Multi-scale variability of surface currents in the Gulf of Tonkin derived from HF radar observations

The surface circulation in the Gulf of Tonkin (GoT) was analyzed using 2.5 year-long dataset from the High-Frequency radar (from April 2014 to October 2016). High temporal resolution of the measurements and large coverage from HFR dataset enable us to characterize the variability of surface circulation in the GoT in a wide range of scales: from tidal to annual scale. A number of techniques of data including rotary spectral analysis (RSA), principal component analysis (PCA), harmonic tidal analysis, coherent analysis, etc. were used to identify the dominant modes of variability.
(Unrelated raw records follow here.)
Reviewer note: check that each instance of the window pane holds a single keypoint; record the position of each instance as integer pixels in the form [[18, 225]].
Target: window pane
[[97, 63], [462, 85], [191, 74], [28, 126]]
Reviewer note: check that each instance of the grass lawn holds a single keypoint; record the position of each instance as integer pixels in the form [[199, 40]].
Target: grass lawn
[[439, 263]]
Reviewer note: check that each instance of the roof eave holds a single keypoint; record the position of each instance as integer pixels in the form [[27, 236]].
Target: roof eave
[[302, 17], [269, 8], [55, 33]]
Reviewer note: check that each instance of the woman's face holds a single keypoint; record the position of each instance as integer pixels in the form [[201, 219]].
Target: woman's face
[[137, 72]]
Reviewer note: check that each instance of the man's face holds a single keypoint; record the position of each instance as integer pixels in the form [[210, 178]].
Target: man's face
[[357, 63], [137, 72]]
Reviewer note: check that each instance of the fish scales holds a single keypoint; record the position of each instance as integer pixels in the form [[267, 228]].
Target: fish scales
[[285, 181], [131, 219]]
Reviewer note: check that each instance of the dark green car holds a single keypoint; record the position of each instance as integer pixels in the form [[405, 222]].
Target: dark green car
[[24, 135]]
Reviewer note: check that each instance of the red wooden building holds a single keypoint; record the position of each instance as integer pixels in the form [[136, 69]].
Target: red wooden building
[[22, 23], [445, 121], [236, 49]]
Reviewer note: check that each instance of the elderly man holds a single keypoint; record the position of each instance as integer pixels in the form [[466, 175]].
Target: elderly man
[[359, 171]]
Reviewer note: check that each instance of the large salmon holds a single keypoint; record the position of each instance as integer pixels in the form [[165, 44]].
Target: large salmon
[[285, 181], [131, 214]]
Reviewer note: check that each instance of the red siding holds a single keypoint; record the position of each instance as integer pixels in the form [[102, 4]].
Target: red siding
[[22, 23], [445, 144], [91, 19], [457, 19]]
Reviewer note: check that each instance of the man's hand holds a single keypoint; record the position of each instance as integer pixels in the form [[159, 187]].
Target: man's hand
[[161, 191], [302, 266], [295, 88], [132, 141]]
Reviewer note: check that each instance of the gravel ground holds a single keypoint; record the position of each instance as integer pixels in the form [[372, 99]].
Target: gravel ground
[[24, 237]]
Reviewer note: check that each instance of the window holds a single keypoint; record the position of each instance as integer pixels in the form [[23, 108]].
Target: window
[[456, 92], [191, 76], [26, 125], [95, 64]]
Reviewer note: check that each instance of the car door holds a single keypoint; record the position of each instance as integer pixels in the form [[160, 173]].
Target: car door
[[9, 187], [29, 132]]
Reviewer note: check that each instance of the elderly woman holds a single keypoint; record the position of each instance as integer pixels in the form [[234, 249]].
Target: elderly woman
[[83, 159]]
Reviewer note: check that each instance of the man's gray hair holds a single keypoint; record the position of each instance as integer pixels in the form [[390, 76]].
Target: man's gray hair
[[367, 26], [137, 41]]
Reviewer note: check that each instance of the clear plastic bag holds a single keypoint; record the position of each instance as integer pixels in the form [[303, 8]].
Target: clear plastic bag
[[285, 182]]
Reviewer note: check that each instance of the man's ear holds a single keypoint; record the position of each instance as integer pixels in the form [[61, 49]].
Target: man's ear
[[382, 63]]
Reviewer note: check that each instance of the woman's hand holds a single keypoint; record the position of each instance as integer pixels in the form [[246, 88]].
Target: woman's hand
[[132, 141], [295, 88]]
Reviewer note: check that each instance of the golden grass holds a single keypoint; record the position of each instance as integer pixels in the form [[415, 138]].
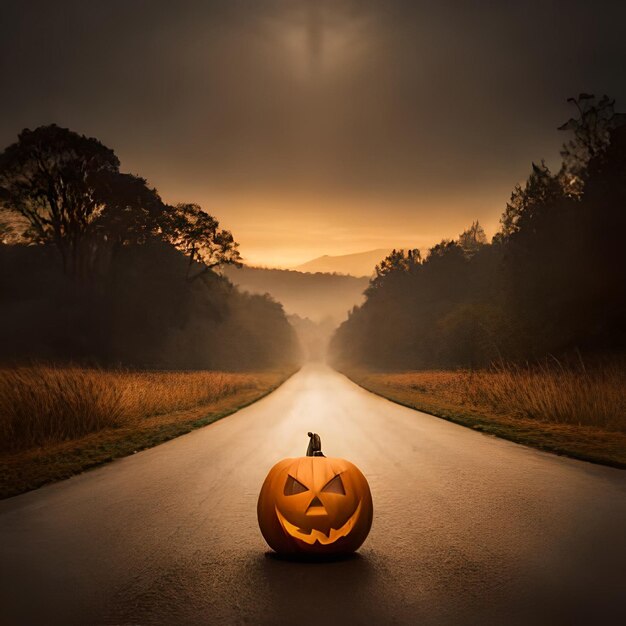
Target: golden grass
[[577, 411], [42, 404], [59, 421]]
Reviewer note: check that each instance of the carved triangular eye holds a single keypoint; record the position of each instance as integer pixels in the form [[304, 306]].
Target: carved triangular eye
[[293, 487], [335, 485]]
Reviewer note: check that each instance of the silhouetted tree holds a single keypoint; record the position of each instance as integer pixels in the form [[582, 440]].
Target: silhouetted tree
[[54, 179], [197, 234]]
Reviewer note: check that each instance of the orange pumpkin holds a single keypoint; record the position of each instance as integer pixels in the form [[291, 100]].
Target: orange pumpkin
[[315, 504]]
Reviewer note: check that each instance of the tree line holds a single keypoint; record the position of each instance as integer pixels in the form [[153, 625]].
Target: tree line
[[95, 267], [550, 282]]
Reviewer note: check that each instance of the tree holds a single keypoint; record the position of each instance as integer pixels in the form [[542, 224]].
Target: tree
[[197, 234], [472, 239], [541, 190], [54, 179], [592, 129]]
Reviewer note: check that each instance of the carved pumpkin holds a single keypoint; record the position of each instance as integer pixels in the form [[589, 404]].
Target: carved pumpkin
[[315, 504]]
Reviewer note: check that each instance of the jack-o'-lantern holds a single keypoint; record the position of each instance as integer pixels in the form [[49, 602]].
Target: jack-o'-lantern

The tidal motions, accounting for approximately 62% of the total variability, revealed the dominance of diurnal components (K1 and O1) with 4 times larger magnitude than that of semi-diurnal constituent (M2). At seasonal scale, the monsoon wind plays an important role in driving the surface circulation in the GoT. This was supported by a tight correlation (0.7) between the wind stress and current velocities and by a large contribution (more than 50%) of the Ekman-driven component to the total variability of currents in the offshore area. Along the shore, large seasonal variability of circulation was highlighted. During the year, the seaward extension of the coastal current is primarily controlled by the cross-shore wind stress while the flow intensity is modulated by the Red River discharge.